クロロも例外ではなく、その派手派手しさから、ちょっと入るのに躊躇してしまっていた。しかしながら、せっかくここまで来たのだからと勇気をもって、扉を開ける。ちなみに扉もどピンク色で派手だった。
「カララーン」
扉の派手さからは想像できないほど上品な鐘の音が店内に響く。しばらくすると店の奥からマジョリカが現れた。

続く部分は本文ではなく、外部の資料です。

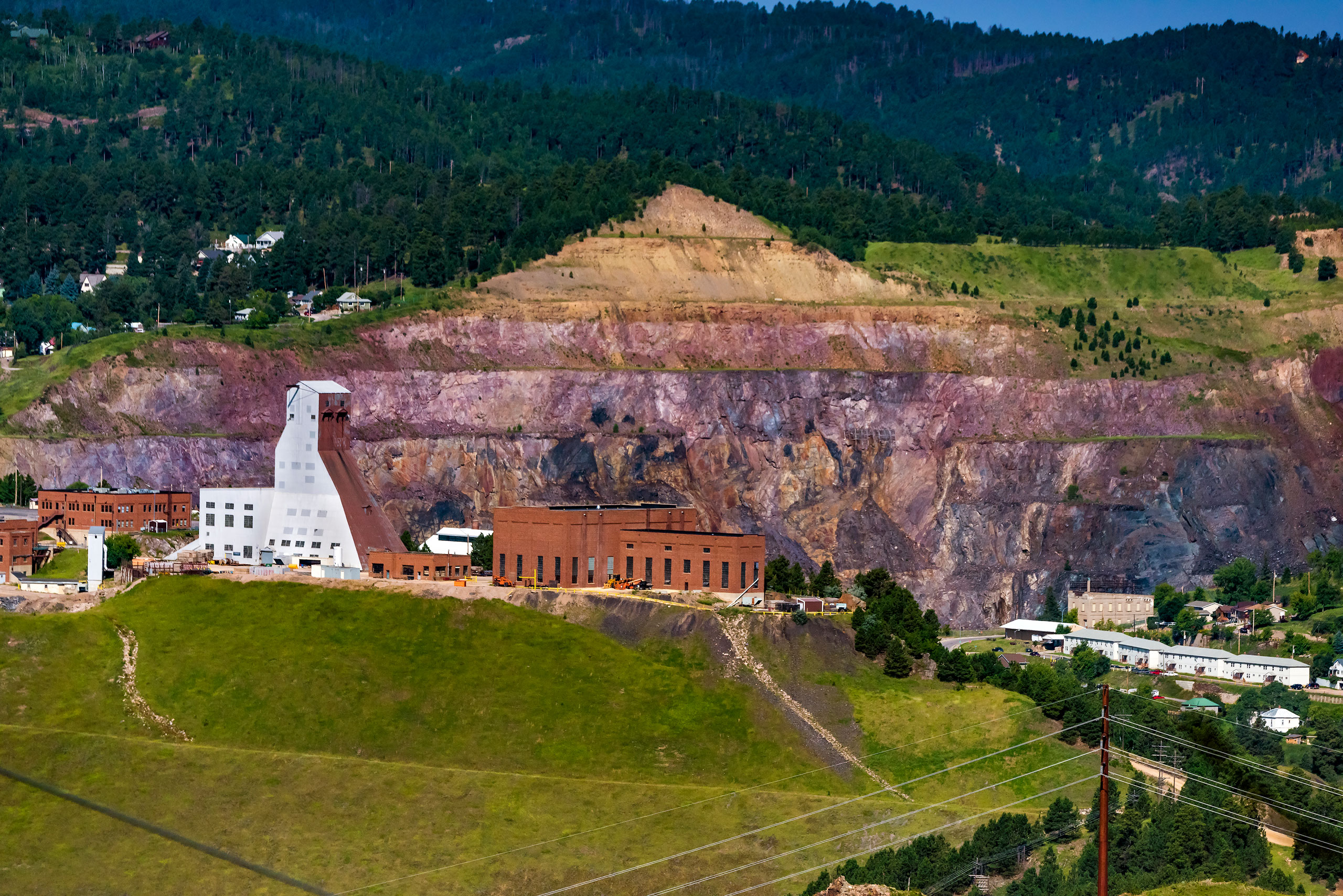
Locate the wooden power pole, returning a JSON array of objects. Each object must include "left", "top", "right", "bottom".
[{"left": 1096, "top": 684, "right": 1110, "bottom": 896}]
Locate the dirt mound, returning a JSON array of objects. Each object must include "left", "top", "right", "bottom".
[
  {"left": 489, "top": 235, "right": 917, "bottom": 304},
  {"left": 634, "top": 184, "right": 783, "bottom": 239},
  {"left": 1296, "top": 228, "right": 1343, "bottom": 258}
]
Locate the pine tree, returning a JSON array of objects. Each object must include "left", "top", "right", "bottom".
[
  {"left": 882, "top": 638, "right": 914, "bottom": 678},
  {"left": 1039, "top": 585, "right": 1064, "bottom": 622}
]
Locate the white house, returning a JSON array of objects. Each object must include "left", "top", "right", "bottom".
[
  {"left": 257, "top": 230, "right": 285, "bottom": 252},
  {"left": 170, "top": 380, "right": 404, "bottom": 570},
  {"left": 1250, "top": 707, "right": 1302, "bottom": 733},
  {"left": 1003, "top": 619, "right": 1074, "bottom": 641},
  {"left": 1064, "top": 628, "right": 1310, "bottom": 687},
  {"left": 336, "top": 293, "right": 374, "bottom": 314}
]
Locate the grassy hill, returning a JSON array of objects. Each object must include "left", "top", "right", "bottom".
[{"left": 0, "top": 579, "right": 1086, "bottom": 893}]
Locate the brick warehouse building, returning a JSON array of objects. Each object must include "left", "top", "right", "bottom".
[
  {"left": 494, "top": 504, "right": 764, "bottom": 594},
  {"left": 38, "top": 489, "right": 191, "bottom": 535}
]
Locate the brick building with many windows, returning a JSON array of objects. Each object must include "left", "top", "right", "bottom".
[
  {"left": 494, "top": 504, "right": 764, "bottom": 594},
  {"left": 38, "top": 489, "right": 191, "bottom": 535}
]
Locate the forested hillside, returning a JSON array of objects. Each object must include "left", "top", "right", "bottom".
[{"left": 34, "top": 0, "right": 1343, "bottom": 199}]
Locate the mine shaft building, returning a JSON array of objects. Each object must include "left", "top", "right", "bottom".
[{"left": 494, "top": 504, "right": 764, "bottom": 595}]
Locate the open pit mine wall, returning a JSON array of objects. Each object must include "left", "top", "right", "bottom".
[{"left": 10, "top": 343, "right": 1343, "bottom": 625}]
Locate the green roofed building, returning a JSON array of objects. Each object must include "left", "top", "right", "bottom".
[{"left": 1179, "top": 697, "right": 1222, "bottom": 716}]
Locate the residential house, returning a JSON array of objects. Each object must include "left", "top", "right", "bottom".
[
  {"left": 336, "top": 293, "right": 374, "bottom": 314},
  {"left": 1250, "top": 707, "right": 1302, "bottom": 733},
  {"left": 257, "top": 230, "right": 285, "bottom": 252}
]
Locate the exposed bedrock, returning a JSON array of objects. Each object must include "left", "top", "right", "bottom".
[{"left": 0, "top": 344, "right": 1343, "bottom": 623}]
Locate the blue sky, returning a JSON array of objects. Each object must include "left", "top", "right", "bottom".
[{"left": 806, "top": 0, "right": 1343, "bottom": 40}]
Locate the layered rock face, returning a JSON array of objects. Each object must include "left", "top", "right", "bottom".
[
  {"left": 10, "top": 189, "right": 1343, "bottom": 625},
  {"left": 8, "top": 336, "right": 1339, "bottom": 623}
]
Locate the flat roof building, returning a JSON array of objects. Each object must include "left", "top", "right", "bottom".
[
  {"left": 1064, "top": 628, "right": 1311, "bottom": 685},
  {"left": 494, "top": 504, "right": 764, "bottom": 595},
  {"left": 172, "top": 380, "right": 403, "bottom": 570},
  {"left": 38, "top": 489, "right": 191, "bottom": 535}
]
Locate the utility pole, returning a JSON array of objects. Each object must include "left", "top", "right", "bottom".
[{"left": 1096, "top": 684, "right": 1110, "bottom": 896}]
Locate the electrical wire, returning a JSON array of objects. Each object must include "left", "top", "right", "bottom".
[
  {"left": 1113, "top": 748, "right": 1343, "bottom": 829},
  {"left": 1111, "top": 716, "right": 1343, "bottom": 797},
  {"left": 518, "top": 719, "right": 1097, "bottom": 896},
  {"left": 1111, "top": 774, "right": 1343, "bottom": 856},
  {"left": 648, "top": 750, "right": 1099, "bottom": 896},
  {"left": 724, "top": 774, "right": 1100, "bottom": 896},
  {"left": 337, "top": 693, "right": 1084, "bottom": 896},
  {"left": 1120, "top": 692, "right": 1343, "bottom": 756}
]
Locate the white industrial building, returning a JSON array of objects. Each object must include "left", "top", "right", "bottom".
[
  {"left": 1250, "top": 707, "right": 1302, "bottom": 733},
  {"left": 1062, "top": 628, "right": 1311, "bottom": 687},
  {"left": 170, "top": 380, "right": 404, "bottom": 570},
  {"left": 420, "top": 525, "right": 494, "bottom": 558}
]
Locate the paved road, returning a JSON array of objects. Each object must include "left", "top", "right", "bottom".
[{"left": 942, "top": 634, "right": 1002, "bottom": 650}]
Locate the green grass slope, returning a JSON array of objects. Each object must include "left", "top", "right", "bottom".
[{"left": 0, "top": 579, "right": 1101, "bottom": 893}]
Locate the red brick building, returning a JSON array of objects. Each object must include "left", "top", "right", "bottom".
[
  {"left": 494, "top": 504, "right": 764, "bottom": 594},
  {"left": 38, "top": 489, "right": 191, "bottom": 536},
  {"left": 0, "top": 520, "right": 38, "bottom": 582}
]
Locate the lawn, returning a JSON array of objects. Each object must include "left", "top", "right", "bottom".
[
  {"left": 29, "top": 548, "right": 89, "bottom": 579},
  {"left": 0, "top": 579, "right": 1112, "bottom": 894},
  {"left": 0, "top": 579, "right": 934, "bottom": 893}
]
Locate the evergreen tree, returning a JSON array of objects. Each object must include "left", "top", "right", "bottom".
[
  {"left": 882, "top": 638, "right": 914, "bottom": 678},
  {"left": 1039, "top": 585, "right": 1064, "bottom": 622}
]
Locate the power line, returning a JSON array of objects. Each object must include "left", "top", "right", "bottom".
[
  {"left": 518, "top": 719, "right": 1096, "bottom": 896},
  {"left": 338, "top": 693, "right": 1084, "bottom": 896},
  {"left": 1113, "top": 775, "right": 1343, "bottom": 856},
  {"left": 1118, "top": 721, "right": 1343, "bottom": 797},
  {"left": 0, "top": 766, "right": 332, "bottom": 896},
  {"left": 648, "top": 750, "right": 1096, "bottom": 896},
  {"left": 1127, "top": 693, "right": 1343, "bottom": 755},
  {"left": 724, "top": 774, "right": 1100, "bottom": 896},
  {"left": 1117, "top": 750, "right": 1343, "bottom": 829}
]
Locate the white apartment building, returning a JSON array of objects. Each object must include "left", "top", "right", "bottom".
[
  {"left": 173, "top": 380, "right": 403, "bottom": 570},
  {"left": 1062, "top": 628, "right": 1311, "bottom": 687}
]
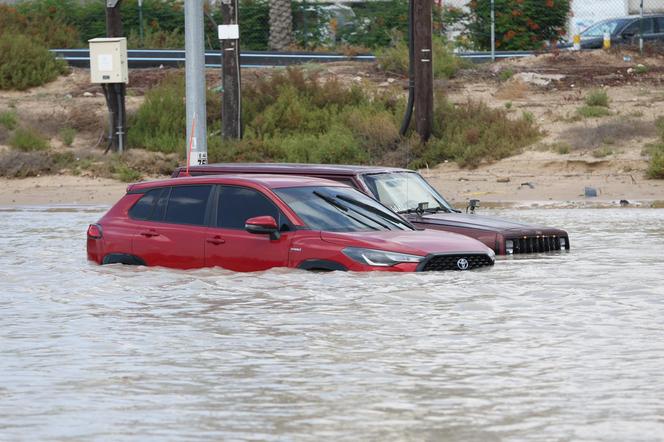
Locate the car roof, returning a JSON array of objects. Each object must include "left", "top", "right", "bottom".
[
  {"left": 127, "top": 174, "right": 348, "bottom": 192},
  {"left": 181, "top": 163, "right": 412, "bottom": 175}
]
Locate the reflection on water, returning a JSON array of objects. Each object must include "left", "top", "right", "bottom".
[{"left": 0, "top": 208, "right": 664, "bottom": 441}]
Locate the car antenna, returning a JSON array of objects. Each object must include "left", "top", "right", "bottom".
[{"left": 466, "top": 200, "right": 480, "bottom": 215}]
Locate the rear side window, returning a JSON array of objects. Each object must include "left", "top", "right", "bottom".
[
  {"left": 129, "top": 189, "right": 162, "bottom": 221},
  {"left": 164, "top": 186, "right": 212, "bottom": 226},
  {"left": 217, "top": 186, "right": 285, "bottom": 230}
]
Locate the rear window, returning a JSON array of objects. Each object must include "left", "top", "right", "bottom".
[
  {"left": 164, "top": 186, "right": 212, "bottom": 226},
  {"left": 129, "top": 189, "right": 162, "bottom": 221},
  {"left": 217, "top": 186, "right": 285, "bottom": 230}
]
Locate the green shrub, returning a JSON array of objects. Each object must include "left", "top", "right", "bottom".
[
  {"left": 412, "top": 96, "right": 541, "bottom": 167},
  {"left": 127, "top": 75, "right": 186, "bottom": 153},
  {"left": 584, "top": 89, "right": 609, "bottom": 108},
  {"left": 9, "top": 127, "right": 49, "bottom": 152},
  {"left": 0, "top": 34, "right": 67, "bottom": 90},
  {"left": 468, "top": 0, "right": 571, "bottom": 50},
  {"left": 576, "top": 106, "right": 611, "bottom": 118},
  {"left": 498, "top": 68, "right": 514, "bottom": 81},
  {"left": 376, "top": 38, "right": 468, "bottom": 78},
  {"left": 58, "top": 127, "right": 76, "bottom": 146},
  {"left": 0, "top": 111, "right": 18, "bottom": 130}
]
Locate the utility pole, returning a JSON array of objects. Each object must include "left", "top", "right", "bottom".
[
  {"left": 184, "top": 0, "right": 207, "bottom": 166},
  {"left": 104, "top": 0, "right": 127, "bottom": 153},
  {"left": 413, "top": 0, "right": 433, "bottom": 143},
  {"left": 219, "top": 0, "right": 242, "bottom": 139}
]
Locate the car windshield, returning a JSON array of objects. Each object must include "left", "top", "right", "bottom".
[
  {"left": 364, "top": 172, "right": 455, "bottom": 213},
  {"left": 275, "top": 187, "right": 414, "bottom": 232},
  {"left": 581, "top": 19, "right": 627, "bottom": 37}
]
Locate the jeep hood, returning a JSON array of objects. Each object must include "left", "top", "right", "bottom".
[
  {"left": 416, "top": 213, "right": 566, "bottom": 235},
  {"left": 321, "top": 230, "right": 493, "bottom": 256}
]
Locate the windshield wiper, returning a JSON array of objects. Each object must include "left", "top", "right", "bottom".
[
  {"left": 313, "top": 190, "right": 382, "bottom": 230},
  {"left": 337, "top": 195, "right": 406, "bottom": 225}
]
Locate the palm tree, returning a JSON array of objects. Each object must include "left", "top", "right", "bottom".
[{"left": 268, "top": 0, "right": 293, "bottom": 51}]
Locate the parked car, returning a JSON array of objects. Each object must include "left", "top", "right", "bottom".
[
  {"left": 561, "top": 14, "right": 664, "bottom": 49},
  {"left": 87, "top": 175, "right": 495, "bottom": 272},
  {"left": 172, "top": 163, "right": 570, "bottom": 255}
]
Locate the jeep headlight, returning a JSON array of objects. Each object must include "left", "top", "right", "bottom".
[{"left": 342, "top": 247, "right": 424, "bottom": 267}]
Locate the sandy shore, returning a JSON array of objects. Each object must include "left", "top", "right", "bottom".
[
  {"left": 0, "top": 175, "right": 127, "bottom": 206},
  {"left": 0, "top": 159, "right": 664, "bottom": 208}
]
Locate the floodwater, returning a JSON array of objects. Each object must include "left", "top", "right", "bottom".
[{"left": 0, "top": 208, "right": 664, "bottom": 441}]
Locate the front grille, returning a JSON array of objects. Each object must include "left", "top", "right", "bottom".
[
  {"left": 507, "top": 236, "right": 569, "bottom": 255},
  {"left": 418, "top": 253, "right": 493, "bottom": 272}
]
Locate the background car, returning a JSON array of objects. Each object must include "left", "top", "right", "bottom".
[
  {"left": 560, "top": 14, "right": 664, "bottom": 49},
  {"left": 87, "top": 175, "right": 495, "bottom": 272},
  {"left": 172, "top": 163, "right": 570, "bottom": 255}
]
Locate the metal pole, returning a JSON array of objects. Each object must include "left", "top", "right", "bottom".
[
  {"left": 220, "top": 0, "right": 242, "bottom": 139},
  {"left": 491, "top": 0, "right": 496, "bottom": 61},
  {"left": 414, "top": 0, "right": 433, "bottom": 143},
  {"left": 639, "top": 0, "right": 643, "bottom": 55},
  {"left": 138, "top": 0, "right": 144, "bottom": 47},
  {"left": 184, "top": 0, "right": 207, "bottom": 166}
]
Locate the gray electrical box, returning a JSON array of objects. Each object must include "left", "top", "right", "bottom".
[{"left": 88, "top": 37, "right": 129, "bottom": 83}]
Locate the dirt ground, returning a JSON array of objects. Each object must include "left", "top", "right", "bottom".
[{"left": 0, "top": 51, "right": 664, "bottom": 207}]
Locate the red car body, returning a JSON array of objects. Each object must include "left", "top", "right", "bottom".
[
  {"left": 172, "top": 163, "right": 570, "bottom": 255},
  {"left": 87, "top": 175, "right": 495, "bottom": 272}
]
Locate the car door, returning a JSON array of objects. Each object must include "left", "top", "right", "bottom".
[
  {"left": 132, "top": 185, "right": 212, "bottom": 269},
  {"left": 205, "top": 186, "right": 295, "bottom": 272},
  {"left": 620, "top": 17, "right": 656, "bottom": 45}
]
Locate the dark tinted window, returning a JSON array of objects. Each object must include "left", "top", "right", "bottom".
[
  {"left": 622, "top": 18, "right": 655, "bottom": 36},
  {"left": 164, "top": 186, "right": 212, "bottom": 226},
  {"left": 129, "top": 189, "right": 162, "bottom": 221},
  {"left": 275, "top": 187, "right": 412, "bottom": 232},
  {"left": 217, "top": 186, "right": 284, "bottom": 229}
]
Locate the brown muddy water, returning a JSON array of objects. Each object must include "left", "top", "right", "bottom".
[{"left": 0, "top": 208, "right": 664, "bottom": 441}]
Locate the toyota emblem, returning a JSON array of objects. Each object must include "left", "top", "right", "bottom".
[{"left": 457, "top": 258, "right": 469, "bottom": 270}]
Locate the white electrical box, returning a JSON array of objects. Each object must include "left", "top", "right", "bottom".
[{"left": 88, "top": 37, "right": 129, "bottom": 83}]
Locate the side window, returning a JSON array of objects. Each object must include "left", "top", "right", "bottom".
[
  {"left": 622, "top": 18, "right": 655, "bottom": 37},
  {"left": 164, "top": 186, "right": 212, "bottom": 226},
  {"left": 217, "top": 186, "right": 285, "bottom": 230},
  {"left": 129, "top": 189, "right": 162, "bottom": 221}
]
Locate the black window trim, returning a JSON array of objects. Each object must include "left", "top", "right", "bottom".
[{"left": 209, "top": 184, "right": 297, "bottom": 232}]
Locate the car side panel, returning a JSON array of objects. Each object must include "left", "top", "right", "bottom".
[
  {"left": 204, "top": 227, "right": 297, "bottom": 272},
  {"left": 132, "top": 221, "right": 207, "bottom": 269}
]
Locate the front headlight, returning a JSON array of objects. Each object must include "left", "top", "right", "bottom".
[{"left": 342, "top": 247, "right": 424, "bottom": 267}]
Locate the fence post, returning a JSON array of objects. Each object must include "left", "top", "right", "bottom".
[
  {"left": 639, "top": 0, "right": 643, "bottom": 55},
  {"left": 491, "top": 0, "right": 496, "bottom": 61}
]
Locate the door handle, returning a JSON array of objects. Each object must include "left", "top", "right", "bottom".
[
  {"left": 141, "top": 230, "right": 159, "bottom": 238},
  {"left": 207, "top": 236, "right": 226, "bottom": 246}
]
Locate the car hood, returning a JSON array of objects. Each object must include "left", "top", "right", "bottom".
[
  {"left": 321, "top": 230, "right": 493, "bottom": 256},
  {"left": 410, "top": 213, "right": 566, "bottom": 235}
]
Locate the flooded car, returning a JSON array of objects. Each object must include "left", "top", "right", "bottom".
[
  {"left": 87, "top": 175, "right": 495, "bottom": 272},
  {"left": 172, "top": 163, "right": 570, "bottom": 255}
]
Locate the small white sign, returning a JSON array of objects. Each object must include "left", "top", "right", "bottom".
[
  {"left": 97, "top": 54, "right": 113, "bottom": 72},
  {"left": 218, "top": 25, "right": 240, "bottom": 40}
]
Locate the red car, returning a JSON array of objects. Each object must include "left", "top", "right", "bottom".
[
  {"left": 172, "top": 163, "right": 570, "bottom": 255},
  {"left": 87, "top": 175, "right": 495, "bottom": 272}
]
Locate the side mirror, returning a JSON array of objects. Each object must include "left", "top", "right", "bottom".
[{"left": 244, "top": 216, "right": 281, "bottom": 241}]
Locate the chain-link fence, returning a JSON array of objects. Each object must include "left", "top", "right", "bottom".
[{"left": 436, "top": 0, "right": 664, "bottom": 51}]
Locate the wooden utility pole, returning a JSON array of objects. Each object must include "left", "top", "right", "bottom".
[
  {"left": 104, "top": 0, "right": 127, "bottom": 153},
  {"left": 413, "top": 0, "right": 433, "bottom": 142},
  {"left": 219, "top": 0, "right": 242, "bottom": 139}
]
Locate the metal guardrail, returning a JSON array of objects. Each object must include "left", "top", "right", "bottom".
[{"left": 51, "top": 49, "right": 534, "bottom": 68}]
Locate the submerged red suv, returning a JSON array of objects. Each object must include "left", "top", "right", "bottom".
[
  {"left": 87, "top": 175, "right": 495, "bottom": 272},
  {"left": 172, "top": 163, "right": 570, "bottom": 255}
]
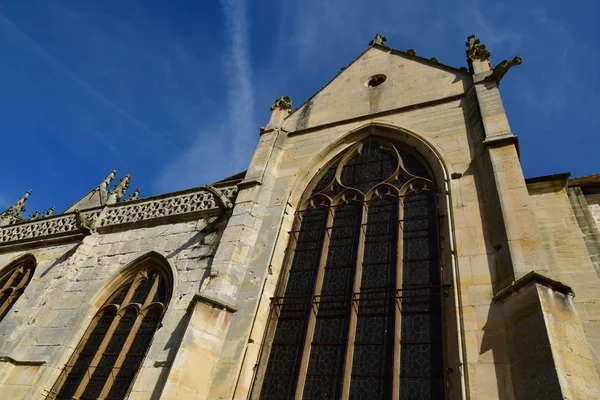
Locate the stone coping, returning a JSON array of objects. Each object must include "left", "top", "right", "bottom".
[
  {"left": 493, "top": 271, "right": 575, "bottom": 302},
  {"left": 188, "top": 293, "right": 237, "bottom": 314}
]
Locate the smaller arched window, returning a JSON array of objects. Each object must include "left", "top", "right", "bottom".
[
  {"left": 48, "top": 264, "right": 171, "bottom": 399},
  {"left": 0, "top": 256, "right": 35, "bottom": 321}
]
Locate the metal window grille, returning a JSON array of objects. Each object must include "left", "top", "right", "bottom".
[
  {"left": 48, "top": 266, "right": 170, "bottom": 400},
  {"left": 260, "top": 137, "right": 444, "bottom": 400}
]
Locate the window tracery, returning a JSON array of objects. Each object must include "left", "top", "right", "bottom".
[
  {"left": 0, "top": 257, "right": 35, "bottom": 321},
  {"left": 260, "top": 137, "right": 444, "bottom": 400},
  {"left": 48, "top": 265, "right": 170, "bottom": 400}
]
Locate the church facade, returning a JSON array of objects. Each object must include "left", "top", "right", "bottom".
[{"left": 0, "top": 35, "right": 600, "bottom": 400}]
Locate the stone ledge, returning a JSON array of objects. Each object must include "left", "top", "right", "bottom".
[
  {"left": 0, "top": 356, "right": 46, "bottom": 367},
  {"left": 493, "top": 271, "right": 575, "bottom": 302},
  {"left": 188, "top": 293, "right": 237, "bottom": 314},
  {"left": 237, "top": 178, "right": 262, "bottom": 190}
]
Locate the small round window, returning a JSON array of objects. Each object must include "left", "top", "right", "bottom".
[{"left": 367, "top": 74, "right": 387, "bottom": 87}]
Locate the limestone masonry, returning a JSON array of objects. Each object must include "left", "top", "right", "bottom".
[{"left": 0, "top": 35, "right": 600, "bottom": 400}]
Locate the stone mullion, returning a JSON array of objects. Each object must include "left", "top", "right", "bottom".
[
  {"left": 73, "top": 273, "right": 143, "bottom": 399},
  {"left": 392, "top": 198, "right": 404, "bottom": 399},
  {"left": 49, "top": 307, "right": 107, "bottom": 399},
  {"left": 100, "top": 274, "right": 160, "bottom": 398},
  {"left": 294, "top": 206, "right": 335, "bottom": 400},
  {"left": 0, "top": 289, "right": 15, "bottom": 318},
  {"left": 341, "top": 202, "right": 369, "bottom": 399}
]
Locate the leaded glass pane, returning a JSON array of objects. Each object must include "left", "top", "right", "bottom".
[
  {"left": 57, "top": 307, "right": 117, "bottom": 399},
  {"left": 0, "top": 261, "right": 35, "bottom": 321},
  {"left": 261, "top": 207, "right": 328, "bottom": 400},
  {"left": 341, "top": 140, "right": 398, "bottom": 193},
  {"left": 49, "top": 267, "right": 168, "bottom": 400},
  {"left": 350, "top": 200, "right": 398, "bottom": 400},
  {"left": 400, "top": 193, "right": 444, "bottom": 399},
  {"left": 260, "top": 138, "right": 444, "bottom": 400},
  {"left": 303, "top": 202, "right": 363, "bottom": 399}
]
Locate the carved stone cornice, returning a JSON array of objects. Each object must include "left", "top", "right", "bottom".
[{"left": 0, "top": 185, "right": 238, "bottom": 247}]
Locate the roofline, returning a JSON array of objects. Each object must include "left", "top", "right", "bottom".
[
  {"left": 525, "top": 172, "right": 571, "bottom": 185},
  {"left": 569, "top": 174, "right": 600, "bottom": 188},
  {"left": 283, "top": 44, "right": 472, "bottom": 121}
]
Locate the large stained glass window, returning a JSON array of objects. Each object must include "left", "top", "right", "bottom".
[
  {"left": 0, "top": 256, "right": 35, "bottom": 321},
  {"left": 48, "top": 265, "right": 171, "bottom": 400},
  {"left": 260, "top": 137, "right": 444, "bottom": 400}
]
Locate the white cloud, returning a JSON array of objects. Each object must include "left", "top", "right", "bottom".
[{"left": 156, "top": 0, "right": 258, "bottom": 192}]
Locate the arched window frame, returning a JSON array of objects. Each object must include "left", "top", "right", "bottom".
[
  {"left": 251, "top": 136, "right": 455, "bottom": 399},
  {"left": 47, "top": 252, "right": 173, "bottom": 399},
  {"left": 0, "top": 254, "right": 36, "bottom": 322}
]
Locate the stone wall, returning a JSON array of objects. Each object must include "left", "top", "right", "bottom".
[
  {"left": 528, "top": 180, "right": 600, "bottom": 378},
  {"left": 217, "top": 46, "right": 513, "bottom": 399},
  {"left": 0, "top": 216, "right": 224, "bottom": 399}
]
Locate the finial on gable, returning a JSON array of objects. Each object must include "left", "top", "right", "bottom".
[
  {"left": 100, "top": 169, "right": 117, "bottom": 190},
  {"left": 125, "top": 188, "right": 140, "bottom": 201},
  {"left": 465, "top": 35, "right": 492, "bottom": 74},
  {"left": 260, "top": 96, "right": 292, "bottom": 130},
  {"left": 369, "top": 33, "right": 387, "bottom": 46},
  {"left": 106, "top": 174, "right": 131, "bottom": 204},
  {"left": 0, "top": 190, "right": 31, "bottom": 226}
]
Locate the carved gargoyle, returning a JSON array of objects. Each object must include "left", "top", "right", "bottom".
[
  {"left": 100, "top": 169, "right": 117, "bottom": 190},
  {"left": 269, "top": 96, "right": 292, "bottom": 111},
  {"left": 75, "top": 210, "right": 95, "bottom": 233},
  {"left": 106, "top": 174, "right": 131, "bottom": 204},
  {"left": 125, "top": 188, "right": 140, "bottom": 201},
  {"left": 369, "top": 33, "right": 387, "bottom": 46},
  {"left": 488, "top": 56, "right": 523, "bottom": 83},
  {"left": 465, "top": 35, "right": 490, "bottom": 61},
  {"left": 0, "top": 190, "right": 31, "bottom": 226}
]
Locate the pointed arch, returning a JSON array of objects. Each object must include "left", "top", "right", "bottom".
[
  {"left": 253, "top": 135, "right": 446, "bottom": 400},
  {"left": 48, "top": 252, "right": 173, "bottom": 399},
  {"left": 0, "top": 254, "right": 37, "bottom": 322},
  {"left": 288, "top": 121, "right": 450, "bottom": 207}
]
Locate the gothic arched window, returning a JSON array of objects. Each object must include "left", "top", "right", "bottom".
[
  {"left": 260, "top": 137, "right": 444, "bottom": 400},
  {"left": 0, "top": 257, "right": 35, "bottom": 321},
  {"left": 49, "top": 265, "right": 171, "bottom": 400}
]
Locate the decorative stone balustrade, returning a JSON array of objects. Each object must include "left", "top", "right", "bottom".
[{"left": 0, "top": 185, "right": 237, "bottom": 246}]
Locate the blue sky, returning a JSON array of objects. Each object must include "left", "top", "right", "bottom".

「やぁ~ん!クロロちゃんよく来てくれたわぁん。あらあらあら、可愛くなっちゃって。見違えたじゃないのよん」
マジョリカはそう言いながらクロロの全身を余すところなく見る。
「うんうん。そうね。クロロちゃんの年齢に見合った髪型とお洋服だわ。これならお化粧はほんのちょっとアクセントになるものを付けましょう!背伸びしすぎず、でも子供っぽすぎずね」
子供っぽすぎないという言葉にクロロは反応した。
いつも、小さいだの子供っぽいだの言われていて16歳の乙女としては少々傷ついていたのだ。
「ぜび!ぜび!子供っぽくないやつで!」
「あらもう、可愛いんだからぁ!そうよね、乙女はいつでも素敵で大人な女性でありたいものよね!ん~。そういう主張好きよぉ。マジョリカ頑張っちゃう!さあ、お店の中にいらっしゃぁい」
うむ。マジョリカさんは変わっているが、話のわかる人だ。
クロロはマジョリカのことが好きになった。相変わらずの単純さである。
店の中はオシャレな小瓶やキラキラ輝く装飾品が至る所に飾られていた。しかしながら、それらの配置も計算されており、外からの派手さが嘘のように上品な店内に仕上がっている。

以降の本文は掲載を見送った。